Сестра принесла еще записку: «Азбука перестукивания. Три удара — подъем. Четыре — садимся на судно. Пять — ложимся спать. Частые удары означают радость: взяли го­род, письмо из дома, пришли шефы, назначен на перевязку или просто хорошее настроение. Уткин».

Мы лежим уже несколько дней, но частых ударов что-то не слышно. С моей стороны все больше — четыре, с его — пять.

Да и это вскоре прекратилось: рыжий боец на утреннем обходе пожаловался врачу, что ему нет покоя от наших пе­рестукиваний.

Наверное, врач сделал замечание и комбату, потому что вскоре я услышал редкие двойные удары. А потом все на­долго стихло. Наверное, это означало школьную оценку «2». Что означало — «наше дело плохо».

Радио у нас в палате кто-то распорядился выключить, и мы не знаем, что творится на фронте. Когда спрашиваем сестру или шефов, они уклончиво говорят, что все нормаль­но, наши войска обескровливают противника, иногда отхо­дят на заранее подготовленные, хорошо укрепленные пози­ции. Особенно много мы сбиваем немецких самолетов. Ры­жий подсчитал, что еще неделька таких воздушных боев — и у Гитлера вовсе не останется авиации.

Но прошла неделя, и в палату просочились известия: бои идут в городе Киеве.

— Вот так и верь всему,— насмешливо говорит рыжий, укачивая свою руку, словно малого ребенка.— Скоро немец и Брянщину захватит. А у меня там хозяйство, мать-стару­ха. Еще сдуру побежит от дома, все бросит. А что ей, ста­рой, немцы сделают?— спрашивает он, оглядывая палату, и сам себе отвечает: — Да ничего. Ей — за семьдесят годов. Какой прок солдату от старухи? Так она и постирает, и гри­бов поджарит. У нас места грибные. Немец, поди, мухомора от маслят не отличит. А старуха знает.

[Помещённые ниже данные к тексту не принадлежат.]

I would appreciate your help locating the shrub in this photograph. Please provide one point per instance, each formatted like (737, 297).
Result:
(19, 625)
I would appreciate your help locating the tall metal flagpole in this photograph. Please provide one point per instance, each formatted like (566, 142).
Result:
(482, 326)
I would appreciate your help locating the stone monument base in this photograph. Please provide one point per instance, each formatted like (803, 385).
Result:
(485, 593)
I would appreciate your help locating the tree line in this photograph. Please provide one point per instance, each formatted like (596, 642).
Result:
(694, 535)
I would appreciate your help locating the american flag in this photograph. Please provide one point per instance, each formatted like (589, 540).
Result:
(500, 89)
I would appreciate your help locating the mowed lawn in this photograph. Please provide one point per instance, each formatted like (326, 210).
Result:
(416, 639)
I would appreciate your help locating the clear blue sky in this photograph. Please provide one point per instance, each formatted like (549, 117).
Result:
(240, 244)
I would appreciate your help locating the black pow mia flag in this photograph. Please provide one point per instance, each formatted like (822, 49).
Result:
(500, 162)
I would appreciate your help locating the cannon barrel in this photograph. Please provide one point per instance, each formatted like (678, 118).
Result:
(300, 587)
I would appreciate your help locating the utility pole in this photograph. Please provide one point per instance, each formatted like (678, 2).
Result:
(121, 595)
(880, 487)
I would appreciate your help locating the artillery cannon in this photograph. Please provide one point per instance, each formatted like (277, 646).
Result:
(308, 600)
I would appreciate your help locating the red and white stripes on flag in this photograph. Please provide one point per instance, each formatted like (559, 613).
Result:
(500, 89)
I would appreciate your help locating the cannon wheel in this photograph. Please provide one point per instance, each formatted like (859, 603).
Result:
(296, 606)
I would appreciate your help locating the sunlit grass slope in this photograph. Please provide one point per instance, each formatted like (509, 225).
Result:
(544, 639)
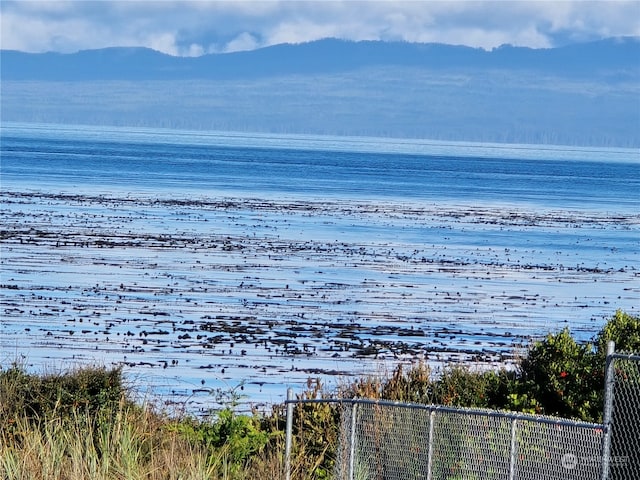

Он встает и уходит. Наверное, посмотреть почту. Это у него всегда так. Как про мать вспомнит, уходит в кан­целярию в старых письмах копаться.

Вернулся, сел на койку, тоскливо смотрит на молчаливый репродуктор:

— Может, уже и Брянщину заняли?

Однажды ночью часто, беспрерывно застучали по ба­тарее. Я ответил. Спустя немного вспыхивает свет, меня поздравляет сестра. Читаю записку: «Алеша! Сержант Гриб­ков! Только что передали по радио о присвоении дивизиям, взявшим Ельню, звания гвардейских. Поздравляю вас, гвар­дии сержант Грибков! Ваша бывшая сотая дивизия ныне Первая гвардейская, а моя — Вторая гвардейская. Уткин».

Проснулась вся палата. Большинство бойцов ранено под Ельней. Их дивизии стали именоваться гвардией.

— А. что это нам даст?— сонно спрашивает рыжий.

Я с жаром принялся объяснять, что такое русские гвар­дейцы. Из книг я знал, что в русскую гвардию отбирался самый сильный, самый высокий, самый выносливый и кра­сивый солдат. И это пошло сейчас в ход.